I want to hold a &'a mut i32, come from HashMapWrap inside LeakResult as the Item of Iterator. How can I do it?

Thanks guys.

note that 'b: 'a reads "'b outlives 'a"; which I think is the opposite of what you're attempting.

Unfortunately, I don't think what you are attempting is sound - if it worked, client code could call leak_out twice with the same parameter and get two mutual references to the same value. The compiler is preventing that.

Perhaps you can provide more context for what you are trying to accomplish?

1 Like

Yes, you are right. I delete that post. Let me clean my mind and give more context/detail about what I want to do. Thank you.

Doing:

impl<'a> HashMapWrap<'a> {
-    fn leak_out(&mut self, k: &i32) -> Option<&'a mut i32> {
+    fn leak_out(&mut self, k: &i32) -> Option<&mut i32> {
        self.table.get_mut(k)

seems to work. I don't know your exact use case, but the following one works with this change:

fn main() {
    let mut map = HashMap::new();
    map.insert(2, 32);
    
    let mut wrap = HashMapWrap { table: &mut map };
    let leak = wrap.leak_out(&2).unwrap();
    
    let leakresult = LeakResult { v: leak };
}

Playground link


It seems like you're trying to write out the explicit lifetimes instead of using the elided lifetimes. In that case, the equivalent of

impl<'a> HashMapWrap<'a> {
    fn leak_out(&mut self, k: &i32) -> Option<&mut i32> { 

would be

impl<'a> HashMapWrap<'a> {
    // This is the same function as the above leak_out function,
    // just with more explicit lifetimes.
    fn leak_out<'f>(&'f mut self, k: &i32) -> Option<&'f mut i32> {

You want the mutable borrow of self to last as long as the mutable borrow, &'f mut i32, is still active/live.

1 Like

Hi, I just update the whole version of my demo code. If you are still interested, that's what I am trying to implement now. Mostly Iterator trait

Thanks for your reply. Sorry about the confuse of my demo code. I just update my demo code, it is truly I want to implement. Implement Iterator trait stuck me.

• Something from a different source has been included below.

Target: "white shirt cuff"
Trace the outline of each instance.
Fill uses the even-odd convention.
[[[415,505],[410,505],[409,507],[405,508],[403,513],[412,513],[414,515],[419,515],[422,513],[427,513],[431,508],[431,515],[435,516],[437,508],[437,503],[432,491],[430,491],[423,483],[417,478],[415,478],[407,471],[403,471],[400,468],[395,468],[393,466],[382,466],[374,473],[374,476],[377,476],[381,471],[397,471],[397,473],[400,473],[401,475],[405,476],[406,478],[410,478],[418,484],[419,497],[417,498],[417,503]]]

I can use unsafe block to implement this feature, but do we have safe methods to do the same thing?

impl<'a> Iterator for HashMapWrapIterMut<'a> {

     fn next(&mut self) -> Option<Self::Item> {
         Some(LeakResult {
-            v: self.data.get_mut(&self.temp_k).unwrap(),
+            v: unsafe {
+                (self.data.get_mut(&self.temp_k).unwrap() as *mut i32)
+                    .as_mut()
+                    .unwrap()
+            },
         })
     }
 }

Your unsafe code is incorrect because it lets the caller get two mutable references to the same item. You can do this:

struct HashMapWrapIterMut<'a> {
    temp_k: i32,
    data: Option<&'a mut HashMapWrap>,
}

impl<'a> Iterator for HashMapWrapIterMut<'a> {
    type Item = LeakResult<'a>;

    fn next(&mut self) -> Option<Self::Item> {
        match self.data.take() {
            Some(data) => Some(LeakResult {
                v: data.get_mut(&self.temp_k).unwrap(),
            }),
            None => None,
        }
    }
}

playground

1 Like

Brilliant! Thanks, never thought about can use Option::take in this case.

Also, if you don't mind I ask, could you give more details about caller get two mutable references to the same item? I don't use unsafe often, just curious about how does it happen. Thank you

Sure. Mutable references are guaranteed to have exclusive access to the thing they point to. Check out Rust: A unique perspective for more info.